There are some exciting things in the pipeline from a drug point of view. Zoetis are about to upgrade a monoclonal antibody against nerve growth factor. There’s a lot of initial information out there about nerve growth factor, and if we can target it, then it could present a different option beyond NSAIDs. My understanding is that the market authorisation hasn’t been approved yet, so we can’t really talk about specifics, but as soon as the Summary of Product Characteristics (SPCs) is signed off I’m sure we’ll be hearing a lot more, which will be really exciting! We’ve got a lot of options from a drug point of view. It’s about having a focus on everything available and building bonds with the clients, which will enable us to manage cases well. I think there’s also a feline version for monoclonal antibodies, and I’m hoping that will soon be launched because it would be a game changer for a lot of cats. They’re difficult to medicate, they have fewer NSAID options, and they’re not ideal cases for diet management and exercise programmes, which are easier in dogs.

Is there anything we can take from human medicine in terms of pain management?

I think we probably do a better job – there might be things they can take from us! Often you hear pain specialists at conferences talking about how they only have ten minutes per patient, and are expected to see 60 patients per day. Vets are lucky with the amount of time we can spend with our patients. Human medicine uses a few therapeutic nerve blocks, and it’s something we’re just starting to do. The fact that we’re essentially practising private medicine means that we can use a very individualised approach for our patients. 

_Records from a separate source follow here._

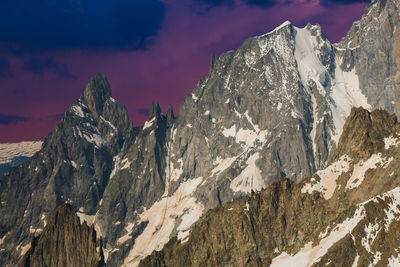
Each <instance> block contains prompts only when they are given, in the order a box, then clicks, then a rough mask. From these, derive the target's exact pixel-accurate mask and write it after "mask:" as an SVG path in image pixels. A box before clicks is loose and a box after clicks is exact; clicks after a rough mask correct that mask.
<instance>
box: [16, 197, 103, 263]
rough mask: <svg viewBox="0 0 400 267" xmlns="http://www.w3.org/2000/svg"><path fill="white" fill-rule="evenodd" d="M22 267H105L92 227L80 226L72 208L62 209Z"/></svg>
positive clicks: (93, 227) (25, 260)
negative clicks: (71, 208)
mask: <svg viewBox="0 0 400 267" xmlns="http://www.w3.org/2000/svg"><path fill="white" fill-rule="evenodd" d="M20 266H21V267H28V266H65V267H67V266H69V267H75V266H92V267H98V266H104V258H103V252H102V248H101V241H100V242H97V241H96V231H95V230H94V227H93V226H91V227H89V226H87V224H86V222H84V223H83V224H81V223H80V221H79V218H78V216H77V215H76V214H74V213H73V212H72V211H71V207H70V206H69V205H67V204H66V205H62V206H60V207H58V208H57V210H56V212H55V214H54V215H53V217H52V218H51V220H50V221H49V223H48V224H47V225H46V227H45V228H44V230H43V232H42V233H41V234H40V235H39V236H37V237H35V238H34V239H33V241H32V243H31V247H30V248H29V250H28V251H27V252H26V254H25V255H24V257H23V259H22V260H21V262H20Z"/></svg>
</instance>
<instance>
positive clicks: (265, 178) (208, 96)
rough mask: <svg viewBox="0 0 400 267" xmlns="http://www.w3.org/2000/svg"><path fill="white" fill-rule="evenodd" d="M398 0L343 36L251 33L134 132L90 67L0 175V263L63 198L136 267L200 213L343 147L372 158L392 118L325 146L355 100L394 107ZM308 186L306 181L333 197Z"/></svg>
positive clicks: (361, 158) (11, 264) (306, 29)
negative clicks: (239, 46)
mask: <svg viewBox="0 0 400 267" xmlns="http://www.w3.org/2000/svg"><path fill="white" fill-rule="evenodd" d="M398 2H399V1H398V0H391V1H383V0H381V1H374V2H373V3H371V5H370V6H369V7H368V8H367V10H366V12H365V14H364V16H363V18H362V19H361V21H360V22H358V23H356V24H354V26H353V28H352V29H351V30H350V31H349V33H348V35H347V36H346V37H345V38H344V39H343V41H341V42H340V43H339V44H331V43H330V42H329V40H327V39H326V37H325V35H324V34H323V31H322V29H321V27H320V26H318V25H310V24H309V25H307V26H306V27H304V28H302V29H300V28H297V27H295V26H294V25H292V24H291V23H290V22H285V23H284V24H282V25H281V26H279V27H277V28H276V29H275V30H274V31H272V32H269V33H266V34H264V35H261V36H258V37H254V38H250V39H248V40H246V41H245V42H244V43H243V45H242V46H241V47H239V48H238V49H237V50H235V51H229V52H227V53H225V54H222V55H221V56H220V57H218V58H215V57H212V60H211V68H210V72H209V73H208V74H207V75H206V76H205V77H203V78H202V79H200V81H199V83H198V85H197V86H196V87H195V88H194V90H193V91H192V92H191V93H190V94H189V95H188V96H187V97H186V98H185V99H184V101H183V103H182V105H181V108H180V115H179V116H178V117H176V118H175V116H174V114H173V111H172V109H170V110H169V111H168V112H167V114H163V113H162V112H161V109H160V107H159V106H158V104H157V103H153V104H152V106H151V107H150V114H149V118H148V120H147V121H146V122H145V123H144V125H142V126H139V127H135V126H133V125H132V124H131V123H130V122H129V120H128V115H127V112H126V109H125V108H124V107H123V106H122V105H120V104H119V103H118V102H116V101H115V100H114V99H113V98H112V97H111V89H110V86H109V84H108V82H107V80H106V78H105V76H104V75H103V74H99V75H97V76H96V77H95V78H94V79H93V80H92V81H90V82H89V83H88V85H87V87H86V89H85V91H84V92H83V94H82V96H81V97H80V98H79V99H78V100H77V101H76V103H75V104H74V105H72V106H71V107H70V109H69V110H68V111H67V112H66V113H65V115H64V118H63V119H62V121H61V122H60V124H59V125H58V126H57V127H56V129H55V130H54V131H52V132H51V133H50V134H49V136H48V137H47V138H46V140H45V142H44V144H43V147H42V149H41V150H40V151H39V152H38V153H37V154H36V155H35V156H33V157H32V158H31V159H30V160H29V161H28V162H26V163H24V164H22V165H20V167H18V168H12V169H11V170H10V171H9V173H8V174H7V175H5V176H4V177H3V179H2V180H1V181H0V214H1V216H0V265H2V266H13V265H15V263H16V260H17V259H18V258H20V257H21V252H22V251H21V248H22V247H24V246H26V245H27V244H28V241H29V240H30V239H31V238H32V236H34V235H35V234H36V233H38V232H40V231H42V229H43V228H44V226H45V225H46V223H47V221H48V218H49V215H50V214H51V213H52V212H53V210H54V209H55V208H56V207H57V206H58V205H61V204H63V203H69V204H71V207H72V210H73V211H74V212H76V213H77V215H78V216H79V217H80V218H81V219H83V220H85V221H87V223H88V224H89V225H94V227H95V229H96V231H97V233H98V234H99V235H100V236H102V238H103V247H104V254H105V260H106V262H107V263H108V264H109V265H110V266H118V265H121V264H125V265H127V266H129V265H137V264H138V263H139V261H140V260H141V259H142V258H144V257H145V256H146V255H148V254H150V253H151V252H152V251H154V250H161V249H162V247H163V246H164V245H165V244H166V243H167V242H168V241H169V239H170V238H171V237H174V236H177V237H178V241H179V242H183V241H185V240H187V237H188V234H189V232H190V231H191V230H190V229H191V227H192V225H193V224H194V223H195V222H196V221H197V220H198V219H199V218H200V216H201V215H202V214H203V213H205V212H207V210H208V209H211V208H214V207H216V206H218V205H221V204H224V203H228V202H230V201H232V200H233V199H240V198H244V197H247V196H249V195H250V194H251V192H252V191H260V190H262V189H263V188H266V187H268V186H269V185H270V184H271V183H273V182H275V181H279V180H280V179H281V178H282V177H287V178H288V179H290V180H292V181H295V182H301V181H302V180H303V179H304V178H306V177H309V176H311V175H312V174H313V173H315V172H316V171H318V170H321V171H322V170H326V164H327V160H328V158H329V157H331V156H332V155H333V157H332V160H331V162H329V164H330V165H329V166H332V167H331V168H333V169H335V168H339V167H338V166H339V165H331V164H333V163H334V162H341V163H343V162H346V161H344V159H342V156H344V154H346V156H347V157H349V159H350V158H351V159H352V162H353V165H354V164H356V163H357V162H359V160H363V161H365V160H371V162H372V163H373V162H375V163H376V164H378V160H381V161H379V162H381V163H382V162H383V161H382V160H383V159H381V158H379V157H378V155H379V153H383V150H382V149H384V148H382V144H383V143H382V141H379V138H378V137H379V136H386V135H387V133H392V132H393V130H392V129H390V127H391V125H392V124H395V121H394V117H393V118H392V119H391V120H389V121H388V122H385V123H383V124H381V125H378V126H376V127H375V126H373V127H375V128H376V129H375V130H373V131H372V130H363V131H360V132H358V131H357V130H353V135H354V136H357V138H359V140H358V141H360V142H358V141H354V138H353V137H352V136H351V135H348V136H350V137H349V139H348V140H347V141H346V140H342V141H340V142H341V143H343V144H344V145H342V147H339V148H338V152H337V154H334V152H335V150H336V147H337V144H338V141H339V137H340V135H341V133H342V130H343V127H345V131H347V130H346V127H347V126H344V124H345V119H346V117H347V116H348V115H350V110H351V107H353V106H362V107H364V108H366V109H371V108H376V107H381V108H387V109H389V110H391V109H392V110H393V109H394V106H395V105H396V103H397V102H396V101H397V99H398V96H397V91H398V90H397V89H396V88H397V85H396V81H397V80H396V77H397V76H398V75H397V74H398V68H397V63H396V62H397V61H396V60H397V52H396V51H397V50H396V47H397V46H396V45H397V44H398V40H397V39H398V38H397V37H396V36H397V35H396V27H395V26H396V25H397V23H398V21H397V17H398V13H399V12H398V11H399V3H398ZM377 22H379V23H377ZM357 25H358V26H357ZM354 40H362V42H358V41H354ZM350 41H351V42H350ZM356 43H357V44H356ZM385 66H388V67H387V68H386V69H385V68H384V67H385ZM374 69H375V70H376V71H375V72H373V70H374ZM374 79H375V80H376V81H379V82H377V83H379V84H376V86H377V87H376V88H378V89H376V91H374V89H373V87H371V86H370V84H374V83H372V82H371V81H372V80H374ZM378 85H379V86H378ZM368 88H369V89H368ZM393 103H395V104H393ZM394 111H396V110H394ZM362 112H364V113H362ZM362 112H361V113H360V114H359V113H358V112H356V114H358V115H357V116H359V117H360V118H363V120H362V121H358V122H357V123H359V125H360V127H364V126H368V125H370V126H371V125H374V124H373V123H374V121H375V120H381V119H382V120H385V121H386V117H385V116H386V115H385V114H384V113H379V112H374V113H372V114H369V113H368V112H366V111H362ZM366 114H368V115H366ZM352 117H354V116H352ZM371 127H372V126H371ZM380 127H382V128H383V129H384V130H383V131H382V133H380V132H379V128H380ZM393 138H396V136H395V135H394V136H393ZM371 140H373V141H371ZM391 140H392V139H391ZM385 151H386V150H385ZM343 153H344V154H343ZM336 156H337V157H336ZM372 156H374V157H373V158H372V159H370V158H371V157H372ZM342 161H343V162H342ZM372 163H371V164H372ZM343 164H344V166H347V165H346V164H345V163H343ZM382 164H383V163H382ZM321 175H322V174H321ZM353 178H354V177H353ZM338 179H339V178H338ZM343 179H344V178H343ZM354 179H355V180H354V181H356V180H357V179H356V178H354ZM339 180H340V179H339ZM339 180H338V181H339ZM315 181H316V182H315V185H312V186H311V185H310V188H314V187H315V188H320V189H321V188H322V189H324V190H325V189H326V190H325V191H326V192H325V191H323V196H327V197H328V196H331V194H333V191H332V189H331V188H330V189H329V190H328V189H327V188H326V185H325V184H321V183H319V182H318V181H320V180H319V179H317V178H315ZM323 181H325V180H323ZM354 181H353V182H352V183H351V184H357V182H354ZM389 184H390V183H389ZM382 186H383V185H382ZM384 186H387V185H386V184H385V185H384ZM293 187H296V188H297V186H296V185H293ZM350 187H351V186H350V185H349V188H350ZM344 188H346V185H342V187H341V190H344ZM360 188H362V186H361V187H359V189H358V192H359V194H361V192H362V191H360V190H361V189H360ZM376 188H379V186H377V187H376ZM322 189H321V190H322ZM296 190H297V189H296ZM309 190H311V189H309ZM363 190H364V189H363ZM366 191H368V190H366ZM372 191H373V190H372ZM380 192H381V191H380ZM338 194H340V193H338ZM353 197H354V198H360V196H358V195H354V196H353ZM257 242H258V241H257ZM285 242H286V241H285ZM16 248H17V249H16Z"/></svg>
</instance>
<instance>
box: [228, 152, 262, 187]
mask: <svg viewBox="0 0 400 267" xmlns="http://www.w3.org/2000/svg"><path fill="white" fill-rule="evenodd" d="M259 156H260V155H259V153H258V152H256V153H254V154H253V155H251V156H250V157H249V158H248V159H247V161H246V164H247V167H246V168H245V169H244V170H243V171H242V172H241V173H240V175H239V176H237V177H236V178H234V179H233V181H232V182H231V185H230V188H231V189H232V190H233V192H239V191H240V192H244V193H251V190H253V191H260V190H261V189H263V188H265V187H266V185H265V181H264V179H263V177H262V175H261V171H260V169H259V168H258V167H257V165H256V161H257V159H258V158H259Z"/></svg>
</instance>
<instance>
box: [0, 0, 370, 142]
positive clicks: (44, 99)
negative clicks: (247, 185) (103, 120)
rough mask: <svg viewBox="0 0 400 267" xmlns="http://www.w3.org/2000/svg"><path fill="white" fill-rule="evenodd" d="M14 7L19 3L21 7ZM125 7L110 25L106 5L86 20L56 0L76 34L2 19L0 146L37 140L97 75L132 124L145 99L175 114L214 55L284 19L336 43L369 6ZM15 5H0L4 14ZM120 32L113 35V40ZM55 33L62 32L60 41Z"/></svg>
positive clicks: (55, 33) (139, 124) (164, 6)
mask: <svg viewBox="0 0 400 267" xmlns="http://www.w3.org/2000/svg"><path fill="white" fill-rule="evenodd" d="M18 1H21V2H22V3H19V4H20V6H21V5H22V6H23V5H24V4H25V3H28V2H29V1H27V0H18ZM18 1H16V2H18ZM48 1H50V0H44V2H46V3H47V2H48ZM53 1H55V0H53ZM132 1H133V2H131V3H130V5H132V6H131V8H132V9H133V10H134V11H133V12H136V13H138V12H140V13H138V14H139V15H138V16H137V17H135V20H134V21H132V20H124V19H123V18H124V17H123V14H122V15H120V14H121V13H118V16H117V18H118V20H117V19H116V16H115V14H114V13H113V14H114V15H112V16H111V15H110V16H108V15H109V14H108V10H109V9H110V7H109V6H108V5H107V4H104V8H103V9H102V10H101V8H99V10H100V11H98V13H96V14H94V13H90V16H92V17H88V18H86V17H84V16H86V13H85V12H88V11H87V9H85V8H89V9H90V8H91V7H90V6H89V7H88V6H83V4H81V3H80V2H81V1H78V0H71V1H67V0H60V3H63V5H61V4H60V6H61V7H60V6H57V7H56V8H57V12H61V14H62V15H65V14H67V15H69V14H74V15H76V14H75V13H71V12H75V10H73V11H71V10H70V9H71V6H69V5H70V2H73V3H74V4H76V5H77V6H78V7H79V8H82V10H83V11H81V9H79V12H81V13H79V14H82V18H85V20H82V21H80V22H79V23H75V22H74V21H73V20H75V19H76V16H75V17H74V16H69V17H68V18H70V17H72V19H71V22H70V24H71V25H72V24H76V25H77V26H74V27H79V28H80V27H82V28H84V29H83V30H82V32H78V33H77V30H76V28H74V27H72V26H71V27H69V28H68V27H64V26H63V24H60V25H61V26H58V24H57V23H58V22H55V23H52V20H57V18H54V17H49V18H45V19H43V21H39V22H38V24H37V25H38V26H37V28H34V26H32V27H33V28H32V29H25V28H24V27H20V25H19V24H18V23H19V22H18V23H17V22H15V21H12V18H13V17H11V15H10V16H9V18H5V19H4V18H0V24H3V25H4V23H8V24H7V25H8V26H7V28H5V29H2V27H1V26H0V29H1V30H2V31H1V32H2V33H3V32H4V31H9V32H6V34H5V36H4V37H0V88H1V97H0V142H15V141H22V140H36V139H43V138H44V137H45V136H46V135H47V134H48V133H49V131H51V130H52V129H53V128H54V127H55V125H56V123H57V122H58V120H59V119H60V115H61V114H62V113H64V112H65V111H66V110H67V109H68V107H69V106H70V105H72V104H73V103H74V101H75V100H76V98H78V97H79V95H80V94H81V93H82V91H83V90H84V87H85V84H86V83H87V82H88V80H89V79H90V78H91V77H93V76H94V75H95V74H96V73H97V72H104V73H105V74H106V76H107V77H108V79H109V82H110V84H111V88H112V92H113V96H114V98H115V99H117V100H118V101H119V102H121V103H122V104H124V105H126V107H127V109H128V112H129V116H130V118H131V119H132V120H133V122H134V124H135V125H140V124H142V123H143V122H144V121H145V119H146V115H145V113H146V110H147V108H148V107H149V106H150V104H151V102H152V101H153V100H156V101H158V102H159V103H160V105H161V108H162V110H163V111H166V109H167V107H168V106H169V105H173V107H174V111H175V113H176V114H177V113H178V111H179V104H180V102H181V101H182V100H183V98H184V97H185V96H186V95H187V94H188V92H190V91H191V90H192V89H193V88H194V86H195V85H196V83H197V82H198V80H199V79H200V77H202V76H204V75H205V74H206V73H207V72H208V69H209V64H210V57H211V55H212V54H215V55H217V56H219V55H220V54H221V53H223V52H226V51H228V50H232V49H236V48H238V47H239V46H240V45H241V44H242V43H243V41H244V40H245V39H246V38H248V37H251V36H255V35H260V34H263V33H266V32H269V31H271V30H272V29H274V28H275V27H276V26H278V25H280V24H281V23H282V22H284V21H285V20H290V21H291V22H292V23H293V24H294V25H296V26H298V27H303V26H305V24H306V23H307V22H309V21H310V22H311V23H313V24H314V23H319V24H320V25H321V26H322V28H323V30H324V31H325V34H326V35H327V37H328V38H329V39H330V40H331V41H332V42H337V41H338V40H339V39H340V38H341V37H343V36H344V34H345V33H346V31H347V30H348V29H349V28H350V26H351V24H352V23H353V22H354V21H355V20H358V19H359V18H360V17H361V15H362V13H363V10H364V8H365V6H366V5H367V4H366V3H364V2H363V1H344V0H340V1H333V0H329V1H328V0H292V1H287V0H282V1H275V3H274V2H273V1H262V0H242V1H238V0H236V1H234V0H216V1H213V0H203V1H200V0H192V1H189V0H163V1H162V2H159V1H156V0H154V1H153V2H154V3H155V6H154V7H153V6H150V7H147V6H146V5H145V4H143V5H142V4H141V3H140V1H135V0H132ZM145 1H146V0H143V2H145ZM6 2H7V1H6ZM55 2H57V1H55ZM64 2H65V3H64ZM88 2H92V1H88ZM100 2H101V1H100ZM119 2H120V3H121V5H122V6H123V5H127V0H118V1H115V3H119ZM150 2H151V1H150ZM350 2H351V3H350ZM49 3H50V2H49ZM104 3H105V2H104ZM132 3H133V4H132ZM2 5H5V6H2ZM100 5H101V4H100ZM65 6H66V7H65ZM101 7H102V6H101ZM123 7H124V8H122V10H124V9H127V8H125V6H123ZM14 8H16V7H15V5H13V4H8V3H6V4H0V10H3V11H4V12H7V11H10V10H12V9H14ZM48 8H49V9H50V11H53V9H54V8H55V7H54V6H50V4H49V7H48ZM74 8H75V6H74ZM116 8H118V7H115V6H113V7H112V9H113V10H114V9H116ZM141 8H142V9H143V10H141ZM8 9H10V10H8ZM27 9H28V7H27ZM60 10H61V11H60ZM65 10H67V11H68V12H64V11H65ZM90 10H92V9H90ZM12 11H14V10H12ZM117 11H118V12H121V9H119V10H117ZM32 12H34V11H32ZM146 12H148V14H147V13H146ZM8 13H10V14H13V12H8ZM99 14H100V15H99ZM1 15H2V12H1V11H0V17H1ZM32 16H34V15H32ZM3 17H4V16H3ZM82 18H79V16H78V19H82ZM17 19H18V18H17ZM28 19H35V17H29V15H28V18H27V19H26V20H28ZM89 20H91V21H94V22H95V24H93V25H91V24H90V23H92V22H90V21H89ZM63 22H65V19H63ZM67 22H68V20H67ZM99 22H101V23H99ZM27 23H28V22H27ZM80 23H81V24H80ZM85 23H87V24H85ZM98 23H99V24H98ZM142 24H143V25H144V26H143V25H142ZM81 25H83V26H81ZM86 25H88V26H87V27H86ZM108 25H113V27H110V28H108ZM132 25H134V26H132ZM42 27H44V28H42ZM46 27H48V28H46ZM60 27H61V29H60ZM119 29H122V30H121V33H120V35H114V32H115V31H118V30H119ZM28 30H29V32H28ZM86 30H87V31H88V32H85V31H86ZM32 31H33V32H34V34H33V37H32V38H31V37H30V36H28V35H29V34H30V33H31V32H32ZM35 31H36V32H35ZM63 31H65V32H67V33H66V34H64V35H60V32H61V33H62V32H63ZM69 31H70V32H69ZM123 31H124V32H123ZM81 33H83V34H81ZM68 34H69V35H68ZM21 36H22V37H21ZM115 36H117V37H115ZM121 36H123V37H121ZM127 36H128V37H127ZM131 36H133V37H135V38H133V37H132V38H131ZM38 38H39V41H38ZM63 38H65V40H63ZM75 38H76V42H75ZM79 38H82V40H81V39H79ZM58 40H59V42H58ZM70 40H73V41H70ZM114 40H115V41H114Z"/></svg>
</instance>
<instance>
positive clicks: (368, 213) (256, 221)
mask: <svg viewBox="0 0 400 267" xmlns="http://www.w3.org/2000/svg"><path fill="white" fill-rule="evenodd" d="M380 127H382V131H378V132H377V129H379V128H380ZM399 127H400V124H399V123H397V120H396V118H395V117H394V116H393V115H392V116H389V114H388V113H387V112H386V111H381V110H377V111H373V112H372V113H370V112H368V111H367V110H364V109H361V108H359V109H353V110H352V111H351V115H350V116H349V118H348V120H347V122H346V124H345V128H344V130H343V135H342V136H341V138H340V142H339V148H341V149H339V151H338V153H337V154H336V157H335V158H333V159H331V160H330V164H328V166H327V168H326V169H324V170H321V171H319V172H317V173H316V174H314V175H313V176H312V177H311V178H308V179H305V180H304V181H303V182H301V183H299V184H295V183H293V182H292V181H290V180H288V179H281V180H280V181H279V182H276V183H274V184H272V185H271V186H270V187H268V188H267V189H265V190H262V191H261V192H259V193H255V194H252V195H251V196H250V197H249V198H248V199H247V200H235V201H233V202H230V203H227V204H226V205H224V206H221V207H218V208H216V209H213V210H210V211H208V212H207V213H206V214H204V216H203V217H202V218H201V219H200V220H199V221H198V222H197V223H196V224H195V226H193V228H192V231H191V233H190V235H189V238H188V240H187V241H186V242H180V241H178V240H177V239H173V240H171V241H170V242H169V243H168V244H167V245H166V246H165V247H164V249H163V250H161V251H159V252H153V254H152V255H151V256H149V257H147V258H146V259H144V260H143V261H142V262H141V263H140V266H268V265H271V266H278V265H279V266H310V265H313V266H325V265H329V266H330V265H331V264H333V263H334V264H335V265H337V266H351V265H352V264H355V265H353V266H368V265H369V264H373V265H377V266H387V265H388V264H389V263H390V264H392V266H395V265H393V264H396V262H397V263H398V262H399V252H398V250H397V248H398V247H399V245H400V241H399V239H398V234H399V231H400V217H399V207H400V171H399V167H400V147H399V142H400V128H399ZM366 136H367V137H366ZM357 143H358V144H360V145H355V144H357ZM346 146H347V147H346ZM343 158H345V160H342V159H343ZM335 175H337V177H336V179H335ZM354 177H356V178H357V179H354ZM330 191H331V193H329V194H328V192H330ZM293 264H294V265H293Z"/></svg>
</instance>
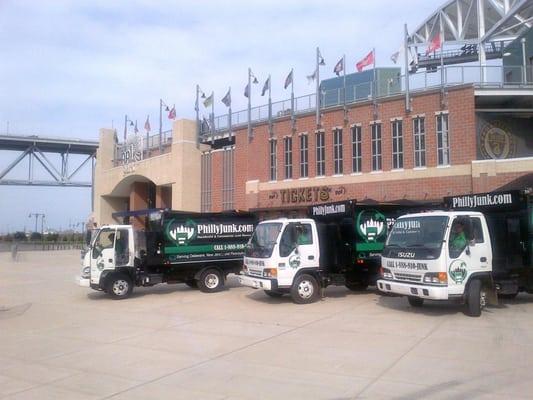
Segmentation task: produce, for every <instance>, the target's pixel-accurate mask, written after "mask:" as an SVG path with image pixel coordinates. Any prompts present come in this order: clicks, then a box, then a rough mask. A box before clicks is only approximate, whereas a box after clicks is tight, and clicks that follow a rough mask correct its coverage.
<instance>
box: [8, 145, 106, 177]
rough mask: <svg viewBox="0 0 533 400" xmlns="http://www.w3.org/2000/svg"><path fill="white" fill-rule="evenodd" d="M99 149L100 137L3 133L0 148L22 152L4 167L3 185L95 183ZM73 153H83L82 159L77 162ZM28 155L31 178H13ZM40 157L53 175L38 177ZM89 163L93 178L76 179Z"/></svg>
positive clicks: (49, 170)
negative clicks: (43, 135)
mask: <svg viewBox="0 0 533 400" xmlns="http://www.w3.org/2000/svg"><path fill="white" fill-rule="evenodd" d="M97 149H98V142H97V141H89V140H82V139H61V138H47V137H40V136H17V135H0V151H16V152H20V154H19V155H18V156H17V157H16V158H15V160H13V161H12V162H11V163H10V164H9V165H7V166H6V167H5V168H4V169H3V170H1V171H0V185H18V186H20V185H26V186H68V187H92V186H93V182H94V163H95V158H96V150H97ZM50 154H56V155H59V156H60V157H59V162H57V161H56V162H53V161H52V160H51V158H50ZM73 155H76V156H81V157H82V158H81V160H82V161H81V162H79V161H78V160H75V161H76V162H74V161H73V160H72V157H71V156H73ZM26 158H28V164H27V167H28V171H27V178H26V179H9V177H8V175H9V173H10V172H11V171H13V169H14V168H15V167H17V166H18V165H22V163H23V161H24V160H25V159H26ZM56 158H57V157H56ZM77 158H79V157H77ZM36 161H37V163H38V164H39V165H41V166H42V167H43V169H44V171H46V173H47V174H46V176H48V178H49V179H46V180H40V179H35V178H34V170H35V165H36V164H37V163H36ZM54 161H55V160H54ZM58 164H59V165H58ZM71 164H73V165H71ZM88 165H91V168H92V173H91V181H84V180H76V179H77V178H78V176H79V175H80V171H81V170H83V168H84V167H85V166H88Z"/></svg>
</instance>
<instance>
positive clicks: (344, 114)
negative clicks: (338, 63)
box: [342, 54, 348, 120]
mask: <svg viewBox="0 0 533 400" xmlns="http://www.w3.org/2000/svg"><path fill="white" fill-rule="evenodd" d="M342 72H343V76H342V81H343V82H342V85H343V87H344V95H343V100H342V101H343V108H344V119H345V120H347V113H348V110H347V109H346V54H343V55H342Z"/></svg>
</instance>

Do you have any projects or plans lined up for the future?

I have a lot! For Zero Pain, we would love to do some in person courses again in the future. We run a really good local anaesthetic course in Denmark, which we started last year. It’s useful being able to watch those techniques on a video, but that course allows delegates to practice that under our guidance on a cadaver, which is really useful. It would also be great to get back to travelling the world and doing more teaching as soon as we’re able to!